What is it about her? he wondered hopelessly. What did she offer him that he couldn’t find elsewhere? Why did he persist in seeking her out, thinking of her, wanting her, when she was exactly wrong for him in nearly every way? Why was he willing to be this adversary to Scott, to Russ, to his own father—to scatter principle to the four winds and scuttle off to hunt what was forbidden?
But that question was its own answer. Because it was forbidden. Because fucking a woman in a crashing plane is a thousand times more exciting than in the bedroom of a nice home.

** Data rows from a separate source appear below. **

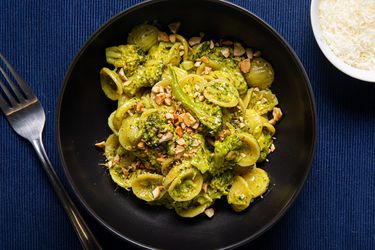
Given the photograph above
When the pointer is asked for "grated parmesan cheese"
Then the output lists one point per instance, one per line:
(348, 27)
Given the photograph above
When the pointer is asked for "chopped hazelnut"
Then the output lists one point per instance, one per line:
(272, 148)
(166, 137)
(100, 144)
(181, 141)
(245, 66)
(116, 159)
(162, 36)
(179, 131)
(226, 42)
(238, 50)
(212, 45)
(225, 52)
(188, 119)
(172, 38)
(122, 75)
(159, 98)
(174, 27)
(277, 114)
(169, 116)
(204, 59)
(141, 145)
(194, 40)
(209, 212)
(257, 54)
(179, 149)
(168, 101)
(249, 53)
(139, 107)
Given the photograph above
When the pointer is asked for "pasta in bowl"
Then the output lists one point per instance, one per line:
(193, 119)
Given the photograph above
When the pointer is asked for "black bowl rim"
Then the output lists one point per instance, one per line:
(261, 22)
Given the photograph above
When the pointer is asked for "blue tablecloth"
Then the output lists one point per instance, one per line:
(335, 210)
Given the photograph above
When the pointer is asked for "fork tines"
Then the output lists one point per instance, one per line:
(20, 92)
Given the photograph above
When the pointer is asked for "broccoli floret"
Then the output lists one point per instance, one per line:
(265, 141)
(154, 124)
(225, 154)
(150, 72)
(263, 101)
(238, 80)
(128, 57)
(220, 185)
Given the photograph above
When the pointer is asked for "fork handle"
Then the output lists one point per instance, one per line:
(85, 235)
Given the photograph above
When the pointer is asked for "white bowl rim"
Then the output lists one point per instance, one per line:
(364, 75)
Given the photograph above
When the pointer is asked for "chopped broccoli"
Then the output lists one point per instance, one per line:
(150, 72)
(224, 152)
(128, 57)
(220, 185)
(263, 101)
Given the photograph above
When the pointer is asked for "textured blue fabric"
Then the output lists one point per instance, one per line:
(335, 210)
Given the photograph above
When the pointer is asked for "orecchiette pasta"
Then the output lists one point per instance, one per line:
(191, 124)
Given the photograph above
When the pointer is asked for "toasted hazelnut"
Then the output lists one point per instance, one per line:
(162, 36)
(212, 45)
(166, 137)
(125, 172)
(277, 114)
(159, 98)
(209, 212)
(174, 27)
(257, 54)
(122, 75)
(160, 159)
(205, 59)
(179, 131)
(245, 66)
(181, 141)
(116, 159)
(179, 149)
(226, 42)
(197, 63)
(249, 53)
(188, 119)
(139, 107)
(272, 148)
(205, 187)
(156, 193)
(169, 116)
(195, 125)
(172, 38)
(141, 145)
(195, 40)
(238, 50)
(100, 144)
(168, 101)
(225, 52)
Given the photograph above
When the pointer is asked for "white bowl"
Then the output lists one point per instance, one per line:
(364, 75)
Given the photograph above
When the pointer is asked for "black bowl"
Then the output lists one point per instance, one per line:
(82, 120)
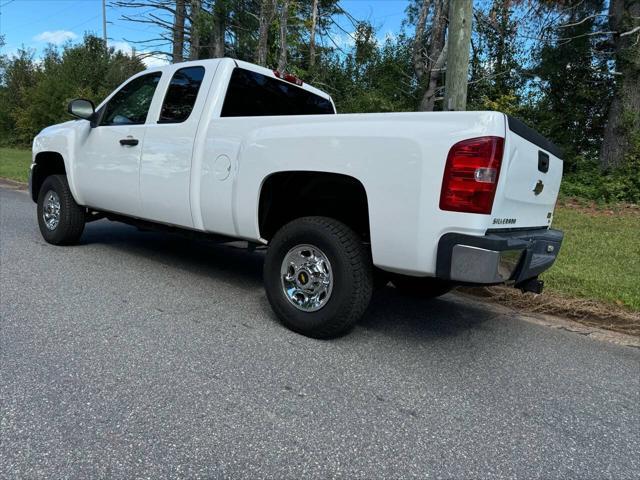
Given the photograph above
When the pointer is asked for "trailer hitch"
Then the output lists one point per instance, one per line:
(533, 285)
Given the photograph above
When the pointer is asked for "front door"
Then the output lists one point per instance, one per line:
(108, 160)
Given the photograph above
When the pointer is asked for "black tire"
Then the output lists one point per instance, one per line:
(352, 274)
(71, 217)
(421, 287)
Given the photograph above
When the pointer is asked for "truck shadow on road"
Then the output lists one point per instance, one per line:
(390, 312)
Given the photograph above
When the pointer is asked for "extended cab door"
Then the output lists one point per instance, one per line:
(165, 170)
(108, 158)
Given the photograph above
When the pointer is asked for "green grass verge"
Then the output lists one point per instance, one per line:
(599, 259)
(14, 163)
(600, 255)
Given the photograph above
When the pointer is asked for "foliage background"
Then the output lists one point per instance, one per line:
(547, 62)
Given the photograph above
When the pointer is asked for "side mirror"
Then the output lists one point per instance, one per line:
(82, 108)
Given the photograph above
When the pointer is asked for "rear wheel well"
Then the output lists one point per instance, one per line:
(286, 196)
(46, 164)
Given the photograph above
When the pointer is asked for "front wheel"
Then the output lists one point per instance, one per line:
(318, 276)
(60, 218)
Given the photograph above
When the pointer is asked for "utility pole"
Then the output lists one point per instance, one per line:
(459, 42)
(104, 21)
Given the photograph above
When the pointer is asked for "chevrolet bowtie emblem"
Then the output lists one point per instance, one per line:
(538, 188)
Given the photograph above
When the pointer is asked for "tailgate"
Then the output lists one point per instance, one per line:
(529, 179)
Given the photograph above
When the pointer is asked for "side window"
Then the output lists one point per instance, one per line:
(181, 95)
(130, 105)
(252, 94)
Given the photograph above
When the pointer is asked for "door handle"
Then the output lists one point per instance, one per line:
(129, 141)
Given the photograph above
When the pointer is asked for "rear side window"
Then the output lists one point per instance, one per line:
(252, 94)
(181, 95)
(130, 105)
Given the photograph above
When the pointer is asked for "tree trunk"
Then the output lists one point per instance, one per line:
(429, 98)
(267, 8)
(219, 28)
(418, 40)
(432, 66)
(284, 17)
(623, 121)
(177, 55)
(194, 37)
(312, 34)
(460, 17)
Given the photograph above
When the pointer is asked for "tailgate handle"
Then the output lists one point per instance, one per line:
(543, 161)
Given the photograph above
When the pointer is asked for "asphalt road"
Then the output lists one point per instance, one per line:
(145, 355)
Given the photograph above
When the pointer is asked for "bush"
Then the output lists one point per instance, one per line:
(589, 182)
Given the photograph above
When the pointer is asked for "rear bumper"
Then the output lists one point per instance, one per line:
(497, 257)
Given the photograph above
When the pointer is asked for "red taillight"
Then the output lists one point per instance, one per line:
(471, 175)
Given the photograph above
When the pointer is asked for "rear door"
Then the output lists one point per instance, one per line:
(165, 168)
(529, 180)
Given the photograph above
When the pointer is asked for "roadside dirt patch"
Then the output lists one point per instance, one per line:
(584, 311)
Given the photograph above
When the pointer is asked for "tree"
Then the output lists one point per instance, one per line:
(429, 47)
(284, 20)
(312, 33)
(267, 11)
(178, 32)
(575, 84)
(622, 132)
(459, 40)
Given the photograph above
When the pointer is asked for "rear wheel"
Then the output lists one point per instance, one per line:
(60, 218)
(421, 287)
(318, 276)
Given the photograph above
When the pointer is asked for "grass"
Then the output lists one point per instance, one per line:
(14, 163)
(599, 259)
(600, 255)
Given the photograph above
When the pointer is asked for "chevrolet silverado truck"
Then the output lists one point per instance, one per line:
(234, 151)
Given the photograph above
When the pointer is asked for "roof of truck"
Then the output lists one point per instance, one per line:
(239, 63)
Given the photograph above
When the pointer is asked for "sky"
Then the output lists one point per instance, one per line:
(36, 23)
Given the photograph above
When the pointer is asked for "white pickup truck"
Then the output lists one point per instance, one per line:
(236, 151)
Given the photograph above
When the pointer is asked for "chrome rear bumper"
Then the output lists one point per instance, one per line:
(498, 257)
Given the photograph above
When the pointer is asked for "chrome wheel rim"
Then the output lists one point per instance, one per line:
(307, 279)
(51, 210)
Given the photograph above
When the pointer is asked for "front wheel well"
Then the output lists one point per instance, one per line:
(286, 196)
(45, 165)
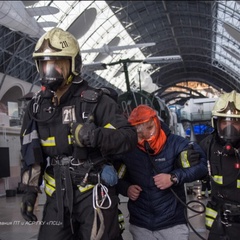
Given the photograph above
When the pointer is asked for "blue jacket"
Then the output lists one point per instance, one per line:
(157, 209)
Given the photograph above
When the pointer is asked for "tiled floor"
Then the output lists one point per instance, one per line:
(13, 227)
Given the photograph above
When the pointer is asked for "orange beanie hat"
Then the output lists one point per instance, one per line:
(141, 114)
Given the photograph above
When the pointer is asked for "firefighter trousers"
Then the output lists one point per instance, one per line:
(82, 218)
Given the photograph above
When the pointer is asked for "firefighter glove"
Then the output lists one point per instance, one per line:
(109, 175)
(83, 134)
(193, 156)
(188, 158)
(28, 202)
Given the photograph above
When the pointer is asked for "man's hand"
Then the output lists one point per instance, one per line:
(163, 181)
(27, 204)
(83, 134)
(134, 192)
(193, 156)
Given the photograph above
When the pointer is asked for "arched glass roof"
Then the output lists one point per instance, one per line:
(206, 34)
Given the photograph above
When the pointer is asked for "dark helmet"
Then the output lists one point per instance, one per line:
(53, 46)
(226, 117)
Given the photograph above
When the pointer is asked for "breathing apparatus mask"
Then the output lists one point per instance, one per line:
(51, 75)
(54, 49)
(226, 120)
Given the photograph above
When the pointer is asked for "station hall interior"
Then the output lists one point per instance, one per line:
(175, 56)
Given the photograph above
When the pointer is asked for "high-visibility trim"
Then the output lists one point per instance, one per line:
(49, 190)
(238, 183)
(209, 222)
(70, 137)
(121, 171)
(218, 179)
(49, 142)
(29, 137)
(184, 160)
(110, 126)
(120, 217)
(86, 188)
(49, 180)
(211, 212)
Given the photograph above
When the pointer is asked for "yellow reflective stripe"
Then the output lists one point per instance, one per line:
(110, 126)
(210, 212)
(209, 222)
(218, 179)
(86, 188)
(238, 183)
(70, 137)
(29, 137)
(184, 160)
(49, 190)
(49, 142)
(122, 171)
(49, 180)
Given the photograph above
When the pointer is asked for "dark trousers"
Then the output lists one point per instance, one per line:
(82, 218)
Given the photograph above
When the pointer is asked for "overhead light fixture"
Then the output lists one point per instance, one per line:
(163, 59)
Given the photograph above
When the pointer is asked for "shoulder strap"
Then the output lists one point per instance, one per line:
(90, 99)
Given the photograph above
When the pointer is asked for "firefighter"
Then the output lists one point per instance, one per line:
(222, 150)
(69, 133)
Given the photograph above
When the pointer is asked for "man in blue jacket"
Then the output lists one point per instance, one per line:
(161, 161)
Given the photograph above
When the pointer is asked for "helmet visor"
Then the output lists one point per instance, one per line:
(49, 71)
(229, 128)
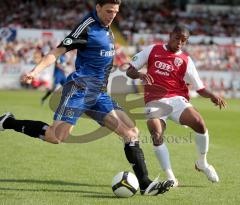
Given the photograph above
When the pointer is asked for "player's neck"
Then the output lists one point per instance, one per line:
(171, 50)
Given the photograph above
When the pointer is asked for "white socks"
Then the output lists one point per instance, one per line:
(162, 155)
(202, 144)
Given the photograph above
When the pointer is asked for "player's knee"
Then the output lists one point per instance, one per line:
(200, 126)
(157, 138)
(132, 134)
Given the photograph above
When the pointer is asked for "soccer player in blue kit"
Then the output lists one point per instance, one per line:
(58, 76)
(85, 92)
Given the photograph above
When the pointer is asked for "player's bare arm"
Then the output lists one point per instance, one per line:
(217, 100)
(46, 61)
(135, 74)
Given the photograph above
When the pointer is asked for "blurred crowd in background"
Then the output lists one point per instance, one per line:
(133, 18)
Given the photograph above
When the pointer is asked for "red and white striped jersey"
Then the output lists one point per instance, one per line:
(171, 72)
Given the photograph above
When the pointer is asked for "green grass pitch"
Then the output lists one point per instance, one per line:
(36, 172)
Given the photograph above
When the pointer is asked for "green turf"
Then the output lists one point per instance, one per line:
(35, 172)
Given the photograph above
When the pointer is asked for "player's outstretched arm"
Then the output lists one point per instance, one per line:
(46, 61)
(135, 74)
(217, 100)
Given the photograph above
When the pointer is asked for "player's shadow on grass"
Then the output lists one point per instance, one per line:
(57, 183)
(52, 182)
(187, 186)
(54, 190)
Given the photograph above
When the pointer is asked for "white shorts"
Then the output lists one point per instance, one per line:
(165, 108)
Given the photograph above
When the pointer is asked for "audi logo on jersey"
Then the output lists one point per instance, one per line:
(164, 66)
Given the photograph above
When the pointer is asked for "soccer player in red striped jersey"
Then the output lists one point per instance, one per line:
(166, 95)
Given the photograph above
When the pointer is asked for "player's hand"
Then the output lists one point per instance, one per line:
(28, 77)
(146, 78)
(218, 101)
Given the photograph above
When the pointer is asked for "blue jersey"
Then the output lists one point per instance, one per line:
(59, 71)
(95, 51)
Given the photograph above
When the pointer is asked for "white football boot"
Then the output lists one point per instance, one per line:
(209, 171)
(157, 187)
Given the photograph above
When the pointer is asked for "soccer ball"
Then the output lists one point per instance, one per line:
(125, 184)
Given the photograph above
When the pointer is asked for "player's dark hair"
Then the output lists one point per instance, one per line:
(103, 2)
(180, 28)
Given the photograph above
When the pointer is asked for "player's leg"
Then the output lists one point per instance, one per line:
(36, 129)
(122, 125)
(192, 118)
(156, 128)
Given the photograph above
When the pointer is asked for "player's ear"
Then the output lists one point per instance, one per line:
(98, 7)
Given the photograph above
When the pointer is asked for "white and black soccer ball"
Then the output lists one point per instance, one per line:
(125, 184)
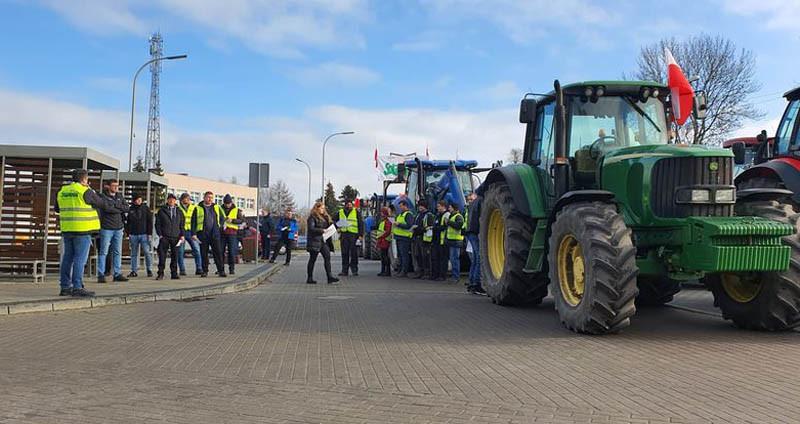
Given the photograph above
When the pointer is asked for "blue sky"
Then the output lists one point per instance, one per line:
(267, 80)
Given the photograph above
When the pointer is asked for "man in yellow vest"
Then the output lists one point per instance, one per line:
(77, 204)
(230, 234)
(351, 229)
(187, 207)
(401, 231)
(454, 239)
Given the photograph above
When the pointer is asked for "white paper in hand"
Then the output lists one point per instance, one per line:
(329, 232)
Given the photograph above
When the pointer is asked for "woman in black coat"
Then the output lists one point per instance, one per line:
(318, 221)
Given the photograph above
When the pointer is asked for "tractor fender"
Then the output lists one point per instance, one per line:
(524, 185)
(784, 170)
(580, 196)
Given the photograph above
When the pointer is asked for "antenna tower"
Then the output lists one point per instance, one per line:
(152, 156)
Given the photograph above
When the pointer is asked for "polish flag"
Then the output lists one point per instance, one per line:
(681, 92)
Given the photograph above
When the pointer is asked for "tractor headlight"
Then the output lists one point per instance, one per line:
(700, 195)
(724, 196)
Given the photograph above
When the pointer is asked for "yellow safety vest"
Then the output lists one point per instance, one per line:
(201, 213)
(75, 215)
(401, 232)
(233, 214)
(382, 229)
(187, 214)
(452, 233)
(352, 219)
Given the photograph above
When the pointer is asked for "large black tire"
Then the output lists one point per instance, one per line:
(774, 302)
(509, 284)
(591, 246)
(656, 291)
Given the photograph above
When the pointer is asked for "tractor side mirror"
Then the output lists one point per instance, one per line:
(700, 105)
(738, 150)
(527, 111)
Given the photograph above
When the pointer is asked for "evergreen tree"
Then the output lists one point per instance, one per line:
(331, 204)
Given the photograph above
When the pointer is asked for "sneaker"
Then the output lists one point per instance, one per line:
(81, 292)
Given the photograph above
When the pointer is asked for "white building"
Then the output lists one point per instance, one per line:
(243, 196)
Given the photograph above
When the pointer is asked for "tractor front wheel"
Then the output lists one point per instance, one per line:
(592, 268)
(766, 301)
(505, 240)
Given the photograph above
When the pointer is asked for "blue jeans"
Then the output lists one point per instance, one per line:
(455, 261)
(404, 253)
(474, 261)
(73, 260)
(140, 241)
(110, 240)
(195, 246)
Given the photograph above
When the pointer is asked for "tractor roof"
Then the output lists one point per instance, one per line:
(442, 164)
(792, 94)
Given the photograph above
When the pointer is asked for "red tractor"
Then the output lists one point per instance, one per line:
(775, 161)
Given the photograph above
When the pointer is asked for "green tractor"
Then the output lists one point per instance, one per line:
(609, 214)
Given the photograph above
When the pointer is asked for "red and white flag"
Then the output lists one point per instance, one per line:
(681, 92)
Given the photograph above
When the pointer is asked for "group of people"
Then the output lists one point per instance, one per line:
(428, 241)
(86, 215)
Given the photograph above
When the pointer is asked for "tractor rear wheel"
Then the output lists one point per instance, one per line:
(767, 301)
(656, 291)
(505, 239)
(592, 268)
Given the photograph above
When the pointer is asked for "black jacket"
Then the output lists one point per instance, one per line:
(315, 228)
(140, 221)
(112, 213)
(474, 221)
(171, 228)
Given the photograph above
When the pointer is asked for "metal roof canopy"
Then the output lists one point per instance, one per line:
(60, 152)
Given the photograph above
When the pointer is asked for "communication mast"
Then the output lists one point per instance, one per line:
(152, 157)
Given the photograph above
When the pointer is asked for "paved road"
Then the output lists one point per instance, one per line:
(378, 350)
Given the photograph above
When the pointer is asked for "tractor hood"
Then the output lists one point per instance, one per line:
(656, 151)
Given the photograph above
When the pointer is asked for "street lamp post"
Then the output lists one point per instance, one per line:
(308, 199)
(323, 158)
(133, 101)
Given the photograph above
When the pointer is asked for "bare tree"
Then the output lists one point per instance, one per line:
(515, 156)
(726, 75)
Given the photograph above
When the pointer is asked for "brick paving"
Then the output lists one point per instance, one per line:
(380, 350)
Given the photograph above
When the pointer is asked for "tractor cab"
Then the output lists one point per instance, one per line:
(599, 117)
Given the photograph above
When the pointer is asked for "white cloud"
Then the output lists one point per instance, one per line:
(221, 153)
(778, 14)
(333, 73)
(275, 27)
(524, 21)
(100, 16)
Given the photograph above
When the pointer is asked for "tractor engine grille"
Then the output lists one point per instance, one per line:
(670, 173)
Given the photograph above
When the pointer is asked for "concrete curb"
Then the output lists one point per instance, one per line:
(246, 282)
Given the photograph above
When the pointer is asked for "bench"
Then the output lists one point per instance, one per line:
(35, 268)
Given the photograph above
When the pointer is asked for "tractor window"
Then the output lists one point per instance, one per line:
(788, 123)
(544, 135)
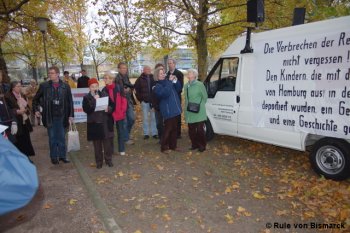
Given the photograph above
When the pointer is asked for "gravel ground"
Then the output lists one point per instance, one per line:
(61, 206)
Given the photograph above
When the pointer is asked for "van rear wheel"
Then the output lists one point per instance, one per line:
(330, 157)
(209, 132)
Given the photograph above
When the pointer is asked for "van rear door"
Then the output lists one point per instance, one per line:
(223, 97)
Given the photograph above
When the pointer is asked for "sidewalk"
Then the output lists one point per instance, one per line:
(62, 204)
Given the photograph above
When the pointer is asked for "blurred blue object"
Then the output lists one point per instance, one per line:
(18, 178)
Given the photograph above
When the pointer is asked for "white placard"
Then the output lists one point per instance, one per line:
(101, 104)
(78, 95)
(302, 83)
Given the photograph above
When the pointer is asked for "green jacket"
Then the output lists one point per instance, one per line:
(196, 92)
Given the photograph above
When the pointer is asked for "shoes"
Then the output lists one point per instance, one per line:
(64, 160)
(31, 161)
(54, 161)
(201, 149)
(130, 142)
(177, 149)
(165, 151)
(109, 164)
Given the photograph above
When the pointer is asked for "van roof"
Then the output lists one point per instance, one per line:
(303, 29)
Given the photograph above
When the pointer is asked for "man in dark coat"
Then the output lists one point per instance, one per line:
(180, 77)
(123, 77)
(143, 88)
(58, 112)
(83, 81)
(7, 116)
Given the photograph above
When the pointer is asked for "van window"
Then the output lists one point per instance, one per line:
(223, 77)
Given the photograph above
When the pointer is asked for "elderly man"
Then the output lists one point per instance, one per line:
(7, 116)
(173, 72)
(83, 80)
(56, 99)
(143, 88)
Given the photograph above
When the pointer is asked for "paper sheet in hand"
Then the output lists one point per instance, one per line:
(101, 104)
(3, 128)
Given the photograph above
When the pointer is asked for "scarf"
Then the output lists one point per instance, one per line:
(110, 88)
(22, 103)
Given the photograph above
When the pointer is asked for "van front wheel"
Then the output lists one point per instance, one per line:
(331, 158)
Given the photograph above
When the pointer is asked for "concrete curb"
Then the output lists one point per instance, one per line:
(105, 214)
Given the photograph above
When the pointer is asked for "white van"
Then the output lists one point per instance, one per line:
(292, 90)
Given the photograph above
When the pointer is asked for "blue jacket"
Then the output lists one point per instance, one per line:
(169, 101)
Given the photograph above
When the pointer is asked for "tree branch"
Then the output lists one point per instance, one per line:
(221, 9)
(225, 24)
(16, 8)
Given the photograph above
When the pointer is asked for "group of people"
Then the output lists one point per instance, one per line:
(159, 94)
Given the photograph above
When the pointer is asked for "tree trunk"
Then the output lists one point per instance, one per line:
(97, 74)
(35, 73)
(201, 40)
(3, 67)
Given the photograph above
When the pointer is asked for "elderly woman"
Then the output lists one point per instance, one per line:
(30, 93)
(116, 94)
(195, 93)
(169, 104)
(18, 104)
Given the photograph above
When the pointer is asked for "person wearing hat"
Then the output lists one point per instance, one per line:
(99, 124)
(54, 98)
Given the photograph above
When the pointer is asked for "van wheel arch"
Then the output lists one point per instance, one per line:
(330, 157)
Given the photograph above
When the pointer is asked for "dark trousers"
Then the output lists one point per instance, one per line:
(179, 120)
(103, 149)
(169, 137)
(160, 123)
(197, 135)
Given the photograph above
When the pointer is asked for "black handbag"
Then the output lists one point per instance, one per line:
(193, 107)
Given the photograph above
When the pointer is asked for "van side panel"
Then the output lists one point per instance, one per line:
(246, 128)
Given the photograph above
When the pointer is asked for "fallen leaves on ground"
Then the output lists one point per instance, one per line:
(72, 201)
(258, 195)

It occurred to him, as he crawled onto the bed and nestled himself into the welcome of Judy’s body, that he suddenly understood all he needed to know about his mother’s affair. That it had nothing to do with him. Nothing to do with his father. Nothing connected to it but the drumbeat inside her that called her to the atrocity. It was comforting to understand, at last, his own irrelevance. In the moment of this realization he felt a momentary spark of sympathy for her, before other feelings overwhelmed him and snuffed it out.
24
Maggie called while I was untangling a knotted thread with my teeth, working on a dream pillow that had gone all wrong. Right away I knew this was not going to be a pleasant phone call. Maggie never called to chat.
“You can use my room for storage or whatever,” she said. “I’m not coming home for Christmas.”
“What? Why?”
“Because I’m going home with my friend Elise. I’ll be in Hagerstown. I’ll give you the number so you can call me or whatever.”
“Maggie.” I sat on the edge of the bed and rested my forehead against my hand. “We’ve got the tree up already and everything. I’m counting on you coming home. It won’t feel like Christmas if you’re not here, and it’s hard enough already this year.” I did not attempt to go into detail as to why.